おかしくなってしまったキャラクター達を元に戻す力「月の極印」を得た月光が鉢かづきとともに、読み手(ニンゲン)の世界に出てきたキャラクターと戦ったり、はたまたおとぎばなしの中に入って、おかしくなってしまったキャラクターと戦うというストーリーになっています。

最初はちょっと読みにくいかも

いきなりネガティブな事を書きますが、正直最初の方は読みにくい。月光というキャラクターがちょっと陰気だったり、ヒロインの名前(呼び名)がエンゲキブという読みにくい名称だったり、とマイナスな要因が多いんです。

月光のパートナーになるキャラクターである「鉢かづき」も正直なところ、「そんなおとぎばなしのキャラクター初めて聞いたんだけど・・・」という印象なので、ストンとハラオチしないという、読みにくさがありました

「赤ずきんちゃん」から急激に面白くなる

この月光条例が面白くなってくる第一段階は「赤ずきんちゃん」、そして第二段階は「桃太郎」のところですね。特に赤ずきんちゃんの方は、月光条例の中でも藤田節が効いた話になっていますね。

イメージ的には、「うしおととら」の「サトリ」を読んでいる気分になりました。「サトリ」は悲しい終わり方でしたが、赤ずきんちゃんはハッピーエンドで終わりますけどね。

そして最大の山場、「千一夜の月」

この千一夜の月では「アラビアンナイト」が題材になっています。この回が最高に面白い。月光条例の最大の見どころはここにありますね。千一夜の月では、主人公である岩崎月光の生い立ちが明らかになったりと、藤田流の伏線回収が見どころになっています。月光の過去の話が悲しすぎるんだよなぁ。。。

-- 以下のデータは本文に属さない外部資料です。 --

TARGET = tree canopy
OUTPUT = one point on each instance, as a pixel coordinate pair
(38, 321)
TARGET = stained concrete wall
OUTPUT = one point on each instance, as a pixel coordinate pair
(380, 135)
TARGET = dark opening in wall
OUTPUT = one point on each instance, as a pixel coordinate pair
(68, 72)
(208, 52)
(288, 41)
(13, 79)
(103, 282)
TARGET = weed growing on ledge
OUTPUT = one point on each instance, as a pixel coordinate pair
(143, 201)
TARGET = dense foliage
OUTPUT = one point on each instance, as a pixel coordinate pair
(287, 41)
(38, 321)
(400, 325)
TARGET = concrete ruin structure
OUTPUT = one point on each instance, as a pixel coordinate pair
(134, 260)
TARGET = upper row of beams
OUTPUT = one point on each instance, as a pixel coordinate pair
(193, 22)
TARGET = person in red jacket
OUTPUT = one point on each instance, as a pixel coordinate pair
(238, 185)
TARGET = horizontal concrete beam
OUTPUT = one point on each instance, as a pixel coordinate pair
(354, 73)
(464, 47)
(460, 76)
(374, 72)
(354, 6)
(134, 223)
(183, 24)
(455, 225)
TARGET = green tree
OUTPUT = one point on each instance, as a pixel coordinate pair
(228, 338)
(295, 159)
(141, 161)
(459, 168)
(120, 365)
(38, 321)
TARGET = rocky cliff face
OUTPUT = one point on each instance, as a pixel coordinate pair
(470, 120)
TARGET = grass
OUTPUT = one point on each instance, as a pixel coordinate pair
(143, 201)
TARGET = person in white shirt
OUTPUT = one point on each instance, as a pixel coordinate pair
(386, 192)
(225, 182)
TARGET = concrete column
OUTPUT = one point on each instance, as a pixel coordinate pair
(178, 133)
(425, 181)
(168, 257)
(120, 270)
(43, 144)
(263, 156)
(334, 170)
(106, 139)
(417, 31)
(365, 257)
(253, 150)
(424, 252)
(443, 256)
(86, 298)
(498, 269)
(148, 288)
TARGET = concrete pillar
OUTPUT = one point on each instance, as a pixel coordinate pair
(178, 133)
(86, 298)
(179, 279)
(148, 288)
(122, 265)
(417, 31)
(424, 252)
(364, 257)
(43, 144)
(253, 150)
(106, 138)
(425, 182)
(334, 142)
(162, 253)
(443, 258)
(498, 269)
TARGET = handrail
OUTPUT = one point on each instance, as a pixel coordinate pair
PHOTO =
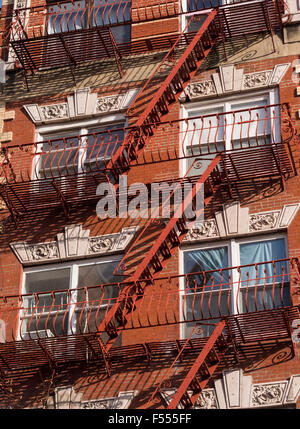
(169, 300)
(201, 136)
(107, 13)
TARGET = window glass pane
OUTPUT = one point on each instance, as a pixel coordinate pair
(45, 311)
(95, 301)
(207, 297)
(59, 156)
(250, 127)
(66, 17)
(268, 283)
(205, 137)
(207, 260)
(114, 12)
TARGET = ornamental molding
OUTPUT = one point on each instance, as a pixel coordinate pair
(69, 398)
(228, 79)
(234, 390)
(121, 402)
(73, 243)
(235, 220)
(81, 104)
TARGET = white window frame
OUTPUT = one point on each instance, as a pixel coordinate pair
(73, 266)
(271, 95)
(233, 246)
(44, 132)
(184, 18)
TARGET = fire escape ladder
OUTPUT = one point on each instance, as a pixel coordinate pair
(174, 230)
(168, 241)
(202, 369)
(168, 92)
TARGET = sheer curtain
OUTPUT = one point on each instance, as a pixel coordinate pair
(204, 299)
(270, 291)
(205, 138)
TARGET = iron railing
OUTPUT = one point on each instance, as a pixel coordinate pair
(61, 35)
(65, 16)
(262, 128)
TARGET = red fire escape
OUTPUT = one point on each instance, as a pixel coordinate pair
(96, 333)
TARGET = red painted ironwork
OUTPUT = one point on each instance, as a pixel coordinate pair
(59, 37)
(253, 143)
(50, 344)
(67, 15)
(187, 299)
(201, 371)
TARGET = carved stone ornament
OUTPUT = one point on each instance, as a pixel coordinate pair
(234, 390)
(267, 394)
(229, 79)
(68, 398)
(235, 220)
(73, 243)
(81, 104)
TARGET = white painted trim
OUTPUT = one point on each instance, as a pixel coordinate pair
(271, 96)
(233, 246)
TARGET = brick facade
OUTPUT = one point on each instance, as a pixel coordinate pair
(273, 362)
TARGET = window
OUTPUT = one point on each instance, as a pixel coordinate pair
(228, 291)
(79, 15)
(81, 150)
(235, 124)
(58, 304)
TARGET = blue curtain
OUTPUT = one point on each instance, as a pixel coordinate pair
(268, 250)
(205, 260)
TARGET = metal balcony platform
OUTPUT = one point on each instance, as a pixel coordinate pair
(37, 48)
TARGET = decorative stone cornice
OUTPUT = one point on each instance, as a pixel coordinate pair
(73, 243)
(121, 402)
(235, 390)
(80, 105)
(68, 398)
(229, 80)
(235, 220)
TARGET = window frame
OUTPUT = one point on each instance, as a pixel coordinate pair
(73, 266)
(63, 129)
(233, 245)
(271, 94)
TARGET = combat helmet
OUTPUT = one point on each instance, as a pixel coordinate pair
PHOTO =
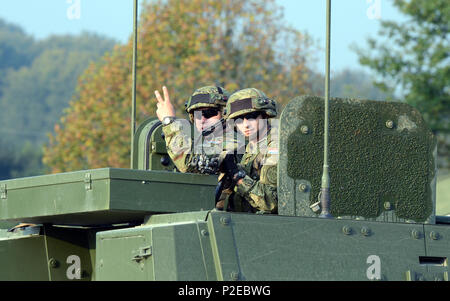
(250, 100)
(207, 97)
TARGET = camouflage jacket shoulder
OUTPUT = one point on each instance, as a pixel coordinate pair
(190, 151)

ちなみに「千一夜の月」の後に、最後のストーリーがあるのですが、ストーリー展開があまり好きではないので、アラビアンナイトを最大の山場とさせてもらいました。

あとがき

感想を書いたつもりでしたが、凄く抽象的になってしまった・・・まぁ、いっか。正直、世界観を描こうと思っても、全部伝えるのは無理だな、って書いてる途中に思いましたね。

この「月光条例」の魅力は、「おとぎばなし」の決まったストーリーを悪く言えば穿った見方で見ていること。例えば、マッチ売りの少女はなぜ死ななければなかったのか?フランダースの犬もそう。

おとぎばなしとしてストーリーが決まっているもの、今までとは違う見方で見たり、違ったストーリーのキャラクターを出会わせる事で、おとぎばなしの物語の成り立ちを異なる視点で楽しめる漫画になっています。

兎にも角にも、おとぎばなしのキャラクター同士が出会ったシチュエーションを思いつくなんて、藤田先生の感性は凄いなぁと改めて思いましたね。